People often ask me, “Which do you like better, Japanese or American food?”
I prefer Japanese food, obviously. And I’m not just saying that because I live here or think American food is horribly unhealthy and not-so-tasty. So much of Japanese food (or food easily found in Japan) is delicious.
So I hate milk. And most dairy. I don’t hate cheese, but it does not like me. I’m also not a fan of red meat–or any meat for that matter. I can eat seafood. I love fish and shrimp and oysters, OH MY. And while modern Japanese cuisine is full of fatty animal products and sugar and all that, it is relatively easier to find healthy options (or foods without all those things I hate) in Japan. I think. I at least feel healthier eating Japanese food than I do typical American food, but I’m not really sure what’s right anymore. Either way, I’d like to share some of the foods I’ve eaten while in Japan. To the best of my ability, I will describe these foods and grade them based on their deliciousness, etc.
1. Sushi. The picture below is of various fishes and fillings for a temakizushi (hand rolled sushi) session. Sushi is one of my favorite foods in Japan because it is filling, easily accessible, and freakin’ delicious. Sushi is popular all over the world now, but I promise you it tastes best where it all began in Japan.
Here we have crab sticks, Japanese-style scrambled egg (tamagoyaki), tuna, octopus, sea urchin (uni), and so many other fishes I don’t remember!
This spread was also for temakizushi, which is really easy to do at home and makes for a wonderful dinner party!
sushi and tempura
***Helpful tip: for the last time, sushi does not mean raw fish or fish at all. Sushi refers to the vinegared-rice used. Raw fish is called sashimi.
2. Sashimi. Actually, I might like sashimi more. All of the flavor and none of the white rice. This spread included the standard types of fish and the meat from that little crab/lobster thing (sorry I don’t remember his name). It was so fresh that his arms were still moving. Not going to lie, it was a little unsettling at first, but the tastiness made up for it.

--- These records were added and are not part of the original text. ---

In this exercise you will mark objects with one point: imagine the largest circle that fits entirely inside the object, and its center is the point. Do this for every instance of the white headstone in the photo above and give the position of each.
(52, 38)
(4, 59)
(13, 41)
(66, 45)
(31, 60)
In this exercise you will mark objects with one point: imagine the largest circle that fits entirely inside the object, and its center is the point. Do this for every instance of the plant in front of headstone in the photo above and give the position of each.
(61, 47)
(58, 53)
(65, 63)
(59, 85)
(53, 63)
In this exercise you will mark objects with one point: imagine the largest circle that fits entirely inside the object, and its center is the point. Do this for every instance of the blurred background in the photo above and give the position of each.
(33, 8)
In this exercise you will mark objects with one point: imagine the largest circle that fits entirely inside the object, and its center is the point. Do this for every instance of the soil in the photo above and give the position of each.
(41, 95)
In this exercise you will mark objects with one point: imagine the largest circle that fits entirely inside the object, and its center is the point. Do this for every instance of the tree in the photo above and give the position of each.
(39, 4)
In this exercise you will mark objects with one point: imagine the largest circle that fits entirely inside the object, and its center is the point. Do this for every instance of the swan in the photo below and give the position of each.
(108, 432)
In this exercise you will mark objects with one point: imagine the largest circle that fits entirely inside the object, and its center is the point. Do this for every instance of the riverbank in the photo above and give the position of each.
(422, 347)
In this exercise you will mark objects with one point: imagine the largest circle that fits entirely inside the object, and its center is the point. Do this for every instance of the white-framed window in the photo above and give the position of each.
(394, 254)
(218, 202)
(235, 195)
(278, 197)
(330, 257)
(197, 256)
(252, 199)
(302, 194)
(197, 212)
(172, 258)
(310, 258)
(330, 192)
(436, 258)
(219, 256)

3. Noodle dishes. The first is udon. Udon is a noodle made from flour. It’s usually really thick, but thin varieties are also available. In my opinion, udon tastes the best with a soy sauce based soup, green onions, and a big slice of fried tofu. This is commonly referred to as kitsune udon (fox udon), and it looks like this:
You can also have kitsune soba, which is a noodle made from buckwheat. It is also delicious, especially when followed by matcha dango, a sweet dessert made from sticky rice flour and matcha powder.
Then we have ramen. Ramen is actually a Chinese dish, but has been made it’s own phenomenon in Japan. Ramen is super super famous, but it’s nothing like those 10 cent soup cups you can buy at the super market. It has a rich, fatty flavor that makes you feel like you’re getting closer and closer to a heart attack with every slurp. It usually has a pork base, and the starchy noodles soak up all the flavor. I rarely eat ramen and can never finish a bowl, but it usually tastes pretty good after a long night of drinking.

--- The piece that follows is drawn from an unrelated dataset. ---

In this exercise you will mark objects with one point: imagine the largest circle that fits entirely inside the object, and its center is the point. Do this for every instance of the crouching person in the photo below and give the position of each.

4. Takoyaki, y’all. Takoyaki is a glorious food. It’s little pieces of octopus, green onion, and maybe ginger surrounded by a little ball of fried batter. It’s covered with katsuoboshi (dried bonito flakes), mayonnaise, and a special sauce. It’s like Japanese comfort food and I want to eat it everyday. The Texas State Fair needs to get on this. NOW!
5. Pizza. Pizza?, you ask. Yes, pizza. Despite being (maybe) Italian, Japan makes pizza all its own. One of my favorite varieties here is seafood pizza. Standard crust covered with squid, octopus, shrimp, and maybe some scallops is the perfect pie for me! However, for those of you less thrilled by shellfish on your pizza, margherita pizza is pretty easy to find in Japan.
6. Tonkatsu, or deep fried pork cutlet, is probably my least favorite food ever. I ate it once because I agreed to go to a specialty restaurant a while ago, and I’ve never gone back. This particular one included cheese and miso paste. For someone who isn’t a huge fan of pork to begin with, this greasy slab of pig and cheese was torture. I wanted to die for a good 24 hours afterward. This is definitely not for the weak of stomach.
7. Matcha sweets. Above you can see a picture of matcha dango, but that’s really just the beginning of desserts using Japanese green tea powder. Ice cream, cookies, chocolate, cake…you name it, it probably exists in Japan. Oh! Matcha KitKats! My mouth is watering.
Matcha ice cream is so so good. I don’t even know how to describe it.
Obviously, Japan is a far more exciting culinary experience than one blog post can accurately show, so I hope to post more in the future! I haven’t even told you about school lunch yet…not to mention torisashi!!